Os que ocuparam a terra para trabalhar, entretanto
reformaram-se ou morreram. Os filhos abandonaram o interior e os netos vêm com
mais agrado a vida na cidade, ainda que com muitas dificuldades, que o cabo de
uma enxada ou um trator.
Para Manuel Joaquim, vulgo “Cabreiro”, nos seus mais de oitenta anos, residente perto de
Sousel, entende que “não compensou a
canseira enorme esforço que tivemos em 1974/1975. As propriedades voltaram para
os donos, as cooperativas faliram fecharam, os pequenos agricultores que tinham
os terrenos atribuídos pelo Estado, voltaram ao ponto zero, pois foram
obrigados a assinar um contrato com os proprietários, válido por apenas dez anos.

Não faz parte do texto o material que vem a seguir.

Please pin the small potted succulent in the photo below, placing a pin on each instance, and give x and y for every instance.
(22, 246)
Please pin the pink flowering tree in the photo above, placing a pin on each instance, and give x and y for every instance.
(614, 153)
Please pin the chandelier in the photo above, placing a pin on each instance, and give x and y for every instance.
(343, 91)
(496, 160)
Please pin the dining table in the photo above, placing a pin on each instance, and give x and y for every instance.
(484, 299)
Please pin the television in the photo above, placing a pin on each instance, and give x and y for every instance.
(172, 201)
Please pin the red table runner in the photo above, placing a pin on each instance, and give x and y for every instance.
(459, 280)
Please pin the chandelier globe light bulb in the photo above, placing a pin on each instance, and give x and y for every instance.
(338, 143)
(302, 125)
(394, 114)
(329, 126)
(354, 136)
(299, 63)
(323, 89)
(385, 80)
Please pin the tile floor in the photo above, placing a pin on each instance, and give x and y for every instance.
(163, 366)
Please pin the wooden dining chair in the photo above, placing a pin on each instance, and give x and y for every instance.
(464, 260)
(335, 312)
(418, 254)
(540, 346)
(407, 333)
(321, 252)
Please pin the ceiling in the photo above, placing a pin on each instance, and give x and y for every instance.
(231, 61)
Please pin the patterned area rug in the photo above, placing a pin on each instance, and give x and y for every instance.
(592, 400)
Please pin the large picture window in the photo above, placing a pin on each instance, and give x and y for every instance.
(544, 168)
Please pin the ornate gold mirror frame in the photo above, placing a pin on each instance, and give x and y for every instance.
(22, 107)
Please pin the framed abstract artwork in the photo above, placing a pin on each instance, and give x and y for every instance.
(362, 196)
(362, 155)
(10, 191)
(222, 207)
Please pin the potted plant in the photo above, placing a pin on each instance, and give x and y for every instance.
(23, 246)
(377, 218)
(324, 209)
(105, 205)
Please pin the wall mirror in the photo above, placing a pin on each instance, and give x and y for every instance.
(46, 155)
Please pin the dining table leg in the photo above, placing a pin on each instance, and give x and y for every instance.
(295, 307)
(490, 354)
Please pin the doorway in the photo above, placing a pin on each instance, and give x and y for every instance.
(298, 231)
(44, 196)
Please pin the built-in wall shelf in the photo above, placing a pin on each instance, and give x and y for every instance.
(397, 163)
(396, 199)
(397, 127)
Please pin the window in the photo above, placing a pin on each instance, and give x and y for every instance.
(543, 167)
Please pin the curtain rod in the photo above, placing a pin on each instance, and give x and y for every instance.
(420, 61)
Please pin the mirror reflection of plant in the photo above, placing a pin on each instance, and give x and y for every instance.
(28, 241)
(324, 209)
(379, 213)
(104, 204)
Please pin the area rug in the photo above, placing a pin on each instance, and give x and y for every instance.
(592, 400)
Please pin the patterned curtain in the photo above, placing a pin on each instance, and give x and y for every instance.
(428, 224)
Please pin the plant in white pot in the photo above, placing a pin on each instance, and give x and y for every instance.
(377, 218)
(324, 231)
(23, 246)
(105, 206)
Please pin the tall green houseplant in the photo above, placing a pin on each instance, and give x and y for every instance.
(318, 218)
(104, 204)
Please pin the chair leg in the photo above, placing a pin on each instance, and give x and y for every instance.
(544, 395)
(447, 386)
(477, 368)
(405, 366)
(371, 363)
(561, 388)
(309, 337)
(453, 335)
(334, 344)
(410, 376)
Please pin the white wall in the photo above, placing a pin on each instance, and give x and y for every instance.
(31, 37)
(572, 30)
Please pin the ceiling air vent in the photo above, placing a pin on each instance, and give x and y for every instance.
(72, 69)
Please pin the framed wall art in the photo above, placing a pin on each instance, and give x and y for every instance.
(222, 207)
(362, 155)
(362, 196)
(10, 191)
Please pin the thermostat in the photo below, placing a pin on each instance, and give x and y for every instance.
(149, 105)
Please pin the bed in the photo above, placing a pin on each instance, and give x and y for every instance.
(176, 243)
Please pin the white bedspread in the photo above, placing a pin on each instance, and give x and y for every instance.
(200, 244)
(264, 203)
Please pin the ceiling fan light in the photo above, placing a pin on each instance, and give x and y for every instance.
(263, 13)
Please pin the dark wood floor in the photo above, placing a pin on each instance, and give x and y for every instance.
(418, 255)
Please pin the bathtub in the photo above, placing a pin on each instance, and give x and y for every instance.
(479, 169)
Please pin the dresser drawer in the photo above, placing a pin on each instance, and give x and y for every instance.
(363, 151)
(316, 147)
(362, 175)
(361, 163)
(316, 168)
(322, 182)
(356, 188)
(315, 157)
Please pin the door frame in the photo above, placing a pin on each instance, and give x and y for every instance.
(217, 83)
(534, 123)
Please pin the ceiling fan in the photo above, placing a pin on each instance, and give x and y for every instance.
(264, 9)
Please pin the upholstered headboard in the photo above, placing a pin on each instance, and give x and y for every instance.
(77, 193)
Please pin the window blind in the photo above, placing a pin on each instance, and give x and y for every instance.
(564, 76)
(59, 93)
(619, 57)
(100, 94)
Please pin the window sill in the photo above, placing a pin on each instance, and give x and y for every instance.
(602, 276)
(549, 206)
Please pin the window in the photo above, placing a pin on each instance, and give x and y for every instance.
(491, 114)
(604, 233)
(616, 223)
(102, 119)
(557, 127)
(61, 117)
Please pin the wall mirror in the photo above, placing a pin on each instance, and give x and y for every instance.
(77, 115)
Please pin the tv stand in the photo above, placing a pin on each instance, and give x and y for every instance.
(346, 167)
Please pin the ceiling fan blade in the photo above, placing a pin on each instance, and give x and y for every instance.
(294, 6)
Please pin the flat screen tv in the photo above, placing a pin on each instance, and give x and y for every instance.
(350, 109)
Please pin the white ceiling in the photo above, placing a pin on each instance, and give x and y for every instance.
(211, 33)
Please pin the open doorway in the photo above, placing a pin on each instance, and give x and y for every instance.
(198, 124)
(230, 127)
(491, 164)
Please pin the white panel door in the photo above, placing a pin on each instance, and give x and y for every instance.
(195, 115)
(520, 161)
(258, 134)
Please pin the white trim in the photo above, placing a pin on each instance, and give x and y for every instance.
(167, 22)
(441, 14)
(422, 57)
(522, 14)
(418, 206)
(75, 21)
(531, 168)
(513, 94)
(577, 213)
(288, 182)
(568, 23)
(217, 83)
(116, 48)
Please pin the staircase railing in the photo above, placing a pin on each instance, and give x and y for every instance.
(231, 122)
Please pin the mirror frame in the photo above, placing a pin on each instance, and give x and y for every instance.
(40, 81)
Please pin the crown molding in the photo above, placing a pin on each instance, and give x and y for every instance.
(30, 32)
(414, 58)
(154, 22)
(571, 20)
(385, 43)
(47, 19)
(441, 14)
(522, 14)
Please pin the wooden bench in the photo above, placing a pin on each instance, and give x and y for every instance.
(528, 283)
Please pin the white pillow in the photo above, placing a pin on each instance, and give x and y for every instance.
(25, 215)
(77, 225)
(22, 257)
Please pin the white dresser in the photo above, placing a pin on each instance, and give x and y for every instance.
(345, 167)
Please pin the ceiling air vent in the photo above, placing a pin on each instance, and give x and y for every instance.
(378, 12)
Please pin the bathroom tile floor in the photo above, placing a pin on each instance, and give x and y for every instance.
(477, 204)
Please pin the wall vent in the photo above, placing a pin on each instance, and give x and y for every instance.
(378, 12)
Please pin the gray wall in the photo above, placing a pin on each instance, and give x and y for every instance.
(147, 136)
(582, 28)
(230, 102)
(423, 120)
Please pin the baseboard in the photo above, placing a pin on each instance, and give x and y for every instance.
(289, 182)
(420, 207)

O grande problema que se verificou, teve
origem na pressão por parte dos latifundiários que exigiram que a gente
comprasse as terras”.
Manuel “Cabreiro”
desiludiu-se com o PC, revoltou-se com o rumo da Reforma Agrária e o atual
estado da pequena agricultura, “porque o
setor está em perfeito descalabro, graças à CEE e ao português Durão Barroso”.

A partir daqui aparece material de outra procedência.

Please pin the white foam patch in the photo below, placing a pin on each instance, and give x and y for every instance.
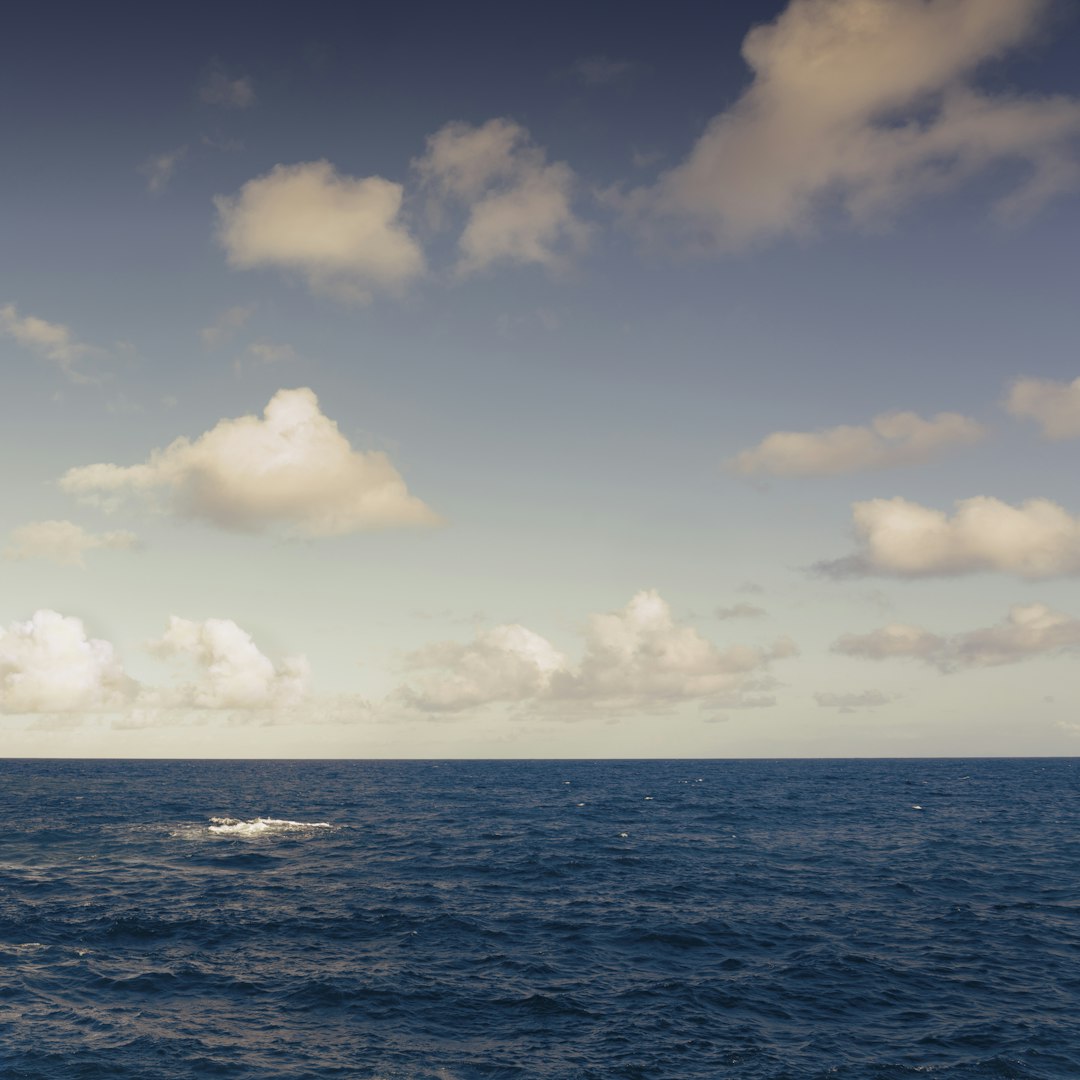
(262, 826)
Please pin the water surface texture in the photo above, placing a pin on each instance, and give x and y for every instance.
(540, 919)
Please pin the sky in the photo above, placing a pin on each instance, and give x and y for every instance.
(540, 380)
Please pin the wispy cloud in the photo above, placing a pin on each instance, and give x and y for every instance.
(159, 169)
(637, 659)
(1028, 631)
(887, 442)
(866, 106)
(518, 203)
(227, 325)
(1053, 406)
(52, 340)
(63, 542)
(218, 86)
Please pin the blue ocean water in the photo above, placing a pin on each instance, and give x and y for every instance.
(540, 919)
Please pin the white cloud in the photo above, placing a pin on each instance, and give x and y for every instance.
(1029, 630)
(518, 204)
(890, 440)
(507, 663)
(635, 659)
(292, 468)
(1054, 406)
(268, 352)
(895, 639)
(63, 542)
(867, 105)
(1037, 539)
(226, 326)
(849, 702)
(345, 234)
(159, 167)
(219, 88)
(603, 70)
(52, 340)
(49, 665)
(232, 673)
(741, 610)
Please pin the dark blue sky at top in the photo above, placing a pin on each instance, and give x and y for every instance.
(80, 78)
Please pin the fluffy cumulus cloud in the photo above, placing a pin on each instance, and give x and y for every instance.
(867, 105)
(52, 340)
(48, 664)
(292, 468)
(232, 673)
(1037, 539)
(1053, 406)
(63, 542)
(639, 658)
(518, 203)
(1029, 630)
(507, 663)
(345, 234)
(893, 439)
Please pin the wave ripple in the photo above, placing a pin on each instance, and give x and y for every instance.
(660, 920)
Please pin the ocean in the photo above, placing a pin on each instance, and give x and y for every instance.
(655, 920)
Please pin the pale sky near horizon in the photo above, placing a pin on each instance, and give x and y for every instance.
(552, 382)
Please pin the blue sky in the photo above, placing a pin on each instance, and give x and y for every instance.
(702, 387)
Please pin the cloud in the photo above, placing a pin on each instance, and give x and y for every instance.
(232, 673)
(896, 639)
(850, 702)
(1054, 406)
(507, 663)
(48, 664)
(343, 234)
(635, 659)
(158, 169)
(292, 468)
(740, 611)
(63, 542)
(890, 440)
(865, 106)
(226, 326)
(1029, 630)
(518, 204)
(218, 88)
(602, 70)
(899, 538)
(52, 340)
(268, 352)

António Barreto, Ministro da Agricultura, autor da
célebre e contestada pelo PC, Lei Barreto, declarou que “nunca concordou com a Reforma Agrária, como a que foi feita em 1975,
nunca! Nem um dia! Tudo foi feito ilegalmente e com um destino político. Muita
gente era contra, inclusivamente, por exemplo, o velho Professor Henrique de
Barros, antigo defensor das ideias de reforma agrária e que nunca se reconheceu
naquilo”.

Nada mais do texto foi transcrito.